For years, one of the hardest parts of the Stern Show for me to appreciate was the faux journalism.  Howard sends staffers into the world posing as reporters—people like Stuttering John, Gary Garver, Benjy Bronk.  They identify themselves as reporters either from the stations Howard has worked for, or from Sirius Satellite Radio.  They get access to newsmakers and celebrities.  Then they ask about penis size.  Or if someone ever said the N word.  I remember cringing when Stuttering John asked Water Chronkite if he ever peed in the shower.  I had to actually turn the radio off when he asked Dustin Hoffman if he ever farted in the bathtub.

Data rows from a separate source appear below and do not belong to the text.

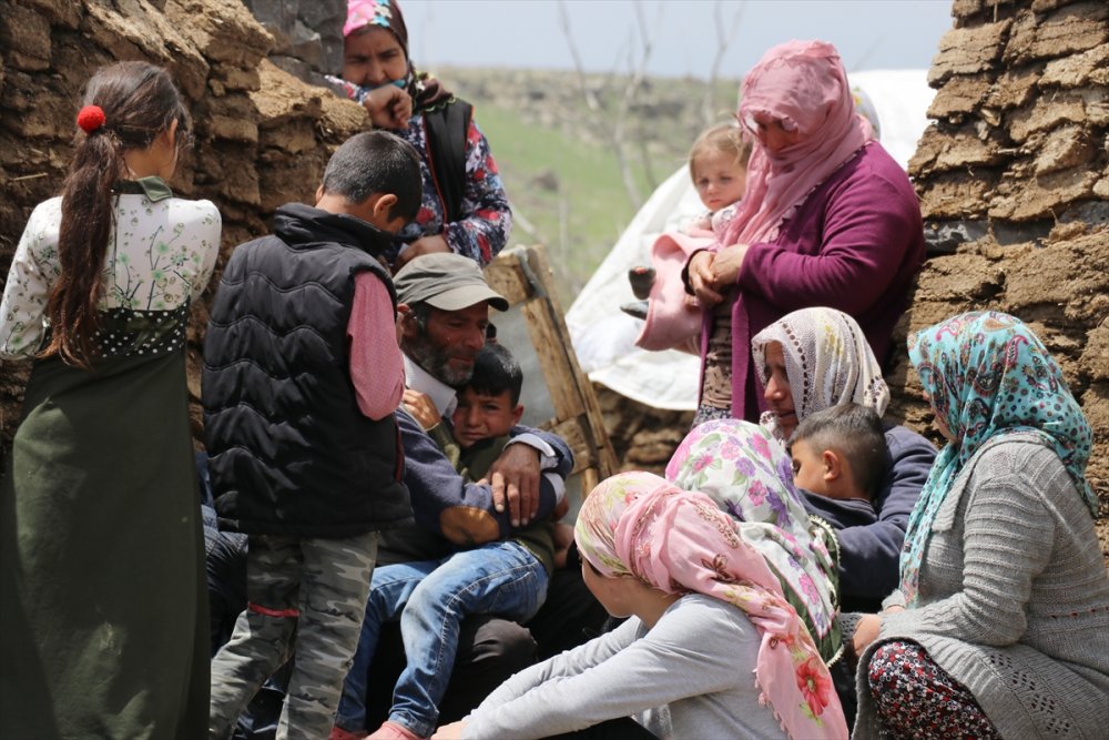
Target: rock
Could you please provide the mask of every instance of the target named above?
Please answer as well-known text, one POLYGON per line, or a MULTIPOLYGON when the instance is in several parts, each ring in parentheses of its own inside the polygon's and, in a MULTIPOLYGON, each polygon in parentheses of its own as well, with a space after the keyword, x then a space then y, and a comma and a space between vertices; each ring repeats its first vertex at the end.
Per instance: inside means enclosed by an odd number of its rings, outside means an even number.
POLYGON ((1037 176, 1068 170, 1091 162, 1097 155, 1097 149, 1090 141, 1083 126, 1064 125, 1051 131, 1047 140, 1039 146, 1036 158, 1035 174, 1037 176))
POLYGON ((953 74, 977 74, 994 69, 1011 26, 1011 21, 1004 20, 945 33, 939 39, 939 53, 932 61, 928 83, 935 88, 953 74))
POLYGON ((986 235, 988 224, 978 221, 930 221, 924 227, 924 243, 928 255, 954 254, 959 246, 986 235))
POLYGON ((1007 64, 1064 57, 1109 41, 1109 3, 1091 0, 1065 6, 1046 18, 1021 11, 1005 47, 1007 64))
POLYGON ((956 74, 939 89, 928 107, 928 118, 949 119, 978 110, 993 83, 989 74, 956 74))
POLYGON ((945 172, 916 183, 920 195, 920 212, 925 221, 974 221, 986 216, 989 199, 997 183, 997 173, 945 172))
POLYGON ((1047 88, 1078 88, 1109 84, 1109 44, 1099 44, 1089 51, 1054 59, 1044 68, 1039 85, 1047 88))
POLYGON ((991 219, 1031 221, 1061 212, 1067 203, 1093 195, 1098 173, 1086 168, 1054 172, 1032 181, 1001 181, 989 206, 991 219))
POLYGON ((0 43, 8 48, 8 63, 28 72, 50 69, 50 20, 21 6, 0 14, 0 43))
POLYGON ((1008 69, 990 88, 986 103, 1001 110, 1027 105, 1036 94, 1041 75, 1042 68, 1039 65, 1008 69))

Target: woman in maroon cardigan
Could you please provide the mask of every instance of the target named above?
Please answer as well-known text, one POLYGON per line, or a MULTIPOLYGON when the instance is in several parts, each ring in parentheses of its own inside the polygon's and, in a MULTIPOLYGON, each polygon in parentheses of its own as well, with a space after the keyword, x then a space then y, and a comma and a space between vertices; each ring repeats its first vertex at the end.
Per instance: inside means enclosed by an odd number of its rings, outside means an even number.
POLYGON ((751 337, 791 311, 851 314, 884 359, 924 260, 916 193, 855 112, 834 47, 767 51, 743 82, 737 116, 755 139, 746 196, 721 242, 685 267, 705 306, 694 424, 759 418, 751 337))

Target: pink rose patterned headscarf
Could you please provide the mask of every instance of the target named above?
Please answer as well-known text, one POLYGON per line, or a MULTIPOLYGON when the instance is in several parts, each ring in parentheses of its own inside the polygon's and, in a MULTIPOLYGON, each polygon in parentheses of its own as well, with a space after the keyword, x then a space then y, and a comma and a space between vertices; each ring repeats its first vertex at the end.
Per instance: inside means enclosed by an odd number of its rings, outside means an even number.
POLYGON ((874 139, 855 111, 840 53, 823 41, 788 41, 763 54, 743 80, 740 123, 750 126, 755 113, 801 138, 774 154, 755 136, 747 191, 719 246, 776 239, 808 194, 874 139))
POLYGON ((667 594, 732 604, 762 635, 761 700, 791 738, 847 737, 832 676, 766 560, 703 494, 649 473, 623 473, 589 494, 574 527, 578 549, 604 576, 632 576, 667 594))

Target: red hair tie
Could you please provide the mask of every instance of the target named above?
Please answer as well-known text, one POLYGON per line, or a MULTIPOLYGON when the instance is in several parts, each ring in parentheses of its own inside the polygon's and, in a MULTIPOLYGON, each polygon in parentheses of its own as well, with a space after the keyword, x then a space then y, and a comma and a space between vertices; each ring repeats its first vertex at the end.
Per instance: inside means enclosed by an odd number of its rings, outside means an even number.
POLYGON ((77 114, 77 124, 81 126, 81 130, 85 133, 92 133, 100 126, 104 125, 104 109, 100 105, 85 105, 77 114))

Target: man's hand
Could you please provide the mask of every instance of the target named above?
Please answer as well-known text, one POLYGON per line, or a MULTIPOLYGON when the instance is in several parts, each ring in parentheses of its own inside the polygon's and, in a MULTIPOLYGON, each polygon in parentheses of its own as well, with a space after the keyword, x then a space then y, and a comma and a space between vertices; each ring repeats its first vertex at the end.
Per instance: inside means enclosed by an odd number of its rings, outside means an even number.
POLYGON ((712 284, 718 292, 726 291, 740 278, 743 257, 747 255, 749 244, 732 244, 716 253, 712 263, 712 284))
POLYGON ((508 518, 513 527, 528 524, 539 510, 539 450, 525 444, 509 445, 489 466, 492 503, 498 511, 508 501, 508 518))
POLYGON ((403 401, 405 409, 413 415, 414 419, 419 422, 425 432, 442 420, 442 417, 439 416, 439 409, 435 407, 435 404, 431 403, 431 399, 426 394, 413 391, 411 388, 405 388, 403 401))
POLYGON ((431 254, 433 252, 450 252, 450 246, 447 244, 447 240, 442 237, 442 234, 423 236, 406 246, 397 255, 395 268, 400 270, 409 260, 415 260, 421 254, 431 254))
POLYGON ((716 255, 712 252, 698 252, 690 260, 690 285, 701 305, 712 307, 724 300, 716 291, 713 262, 716 255))
POLYGON ((878 630, 882 629, 882 617, 879 615, 864 615, 855 626, 855 636, 852 638, 852 650, 855 657, 863 655, 863 650, 878 639, 878 630))
POLYGON ((404 129, 413 116, 411 95, 393 84, 372 90, 362 104, 378 129, 404 129))
POLYGON ((559 521, 554 525, 554 567, 564 568, 570 545, 573 544, 573 527, 559 521))

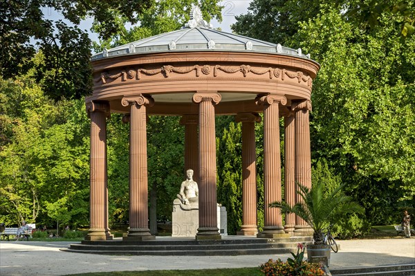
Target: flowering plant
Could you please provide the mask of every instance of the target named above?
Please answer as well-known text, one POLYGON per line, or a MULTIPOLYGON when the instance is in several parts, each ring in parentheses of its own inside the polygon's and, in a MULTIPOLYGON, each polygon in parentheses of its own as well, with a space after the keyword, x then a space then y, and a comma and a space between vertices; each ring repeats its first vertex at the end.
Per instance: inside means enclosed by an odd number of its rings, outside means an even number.
POLYGON ((303 261, 304 250, 304 245, 298 243, 297 254, 291 252, 294 259, 288 258, 287 261, 282 261, 280 259, 276 261, 270 259, 260 266, 261 271, 265 276, 325 275, 319 264, 303 261))

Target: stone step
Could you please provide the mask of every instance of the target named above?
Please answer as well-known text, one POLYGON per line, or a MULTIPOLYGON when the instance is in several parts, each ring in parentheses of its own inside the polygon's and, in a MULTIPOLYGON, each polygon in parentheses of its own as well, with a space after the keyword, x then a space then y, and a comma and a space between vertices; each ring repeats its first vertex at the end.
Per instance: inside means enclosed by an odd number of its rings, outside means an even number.
POLYGON ((308 243, 311 241, 309 237, 295 237, 286 239, 221 239, 221 240, 205 240, 196 241, 193 239, 165 239, 165 240, 150 240, 142 241, 127 241, 122 240, 113 241, 82 241, 82 244, 88 245, 107 245, 111 246, 154 246, 154 245, 208 245, 208 244, 267 244, 267 243, 295 243, 297 247, 298 243, 308 243))
POLYGON ((71 249, 80 250, 128 250, 128 251, 196 251, 222 250, 253 250, 267 248, 297 248, 296 243, 238 243, 238 244, 192 244, 192 245, 89 245, 71 244, 71 249))
POLYGON ((237 236, 224 237, 221 240, 199 240, 194 238, 157 237, 150 241, 82 241, 71 244, 69 252, 108 255, 238 255, 284 254, 297 252, 298 243, 309 243, 311 239, 257 239, 237 236))
POLYGON ((290 248, 257 248, 257 249, 223 249, 223 250, 82 250, 61 249, 62 251, 89 254, 100 254, 110 255, 152 255, 152 256, 237 256, 250 255, 273 255, 288 254, 290 248))
POLYGON ((330 270, 333 276, 415 276, 415 263, 330 270))

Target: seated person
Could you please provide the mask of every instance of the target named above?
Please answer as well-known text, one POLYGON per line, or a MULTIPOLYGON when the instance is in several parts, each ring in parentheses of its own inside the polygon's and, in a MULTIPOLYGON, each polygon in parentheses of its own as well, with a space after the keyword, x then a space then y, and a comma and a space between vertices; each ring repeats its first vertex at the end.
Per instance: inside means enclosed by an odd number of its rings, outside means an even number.
POLYGON ((185 205, 199 202, 199 188, 193 180, 193 169, 186 171, 187 179, 182 182, 177 198, 185 205))
POLYGON ((30 229, 30 226, 26 223, 25 221, 21 221, 21 226, 17 229, 17 234, 16 234, 16 241, 19 241, 19 238, 21 234, 26 233, 30 229))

I cringe, but inevitably I find myself smiling.  It’s awful.  It mocks journalism.  And it’s funny.

For Stern, the ambush interviews serve two purposes.  They provide content for the show.  The reactions of the interviewees are the radio equivalent of those embarrassing Enquirer photos.  Sometimes the Stern staffers are forcibly removed or shouted down.  That’s good radio too.

They also give the show free publicity.  It’s a really cheap way of branding the Stern show using other people’s cameras.  Last night Bronk’s name and face were all over TV news.  MSNBC’s Lawrence O ‘Donnell did a whole segment just on the disruption.  Bronk’s face—round, sweaty, half-covered in a ski-cap—filled the corner of the screen. 

But beyond those immediate functions, Stern’s use of ambush reporters does something else: it punctures the pomposity that passes as importance in our over-inflated political and celebrity culture. 

Really, how seriously should we take a press conference featuring a congressman who texts his naked, challah-looking penis to admirers?  How seriously should we take a press corp that sends 40 cameras and reporters to cover Weinergate, while news stories from Africa to Alabama go unreported?  If the media wants to fiddle while America burns, Howard Stern will be there to demonstrate just how foolish they are.  Sure Bronk’s questions are rude and silly, but how important is this story that it should suck all the coverage and resources away from serious stories about the soldiers dying in Afghanistan, the Medicare debacle, et al?  Bronk is at least paid to be funny. He’s doing his job: is MSNBC? Fox? NBC?

In other words, sure Bronk is making a mockery of the news media.  But can you really make a mockery of a mockery?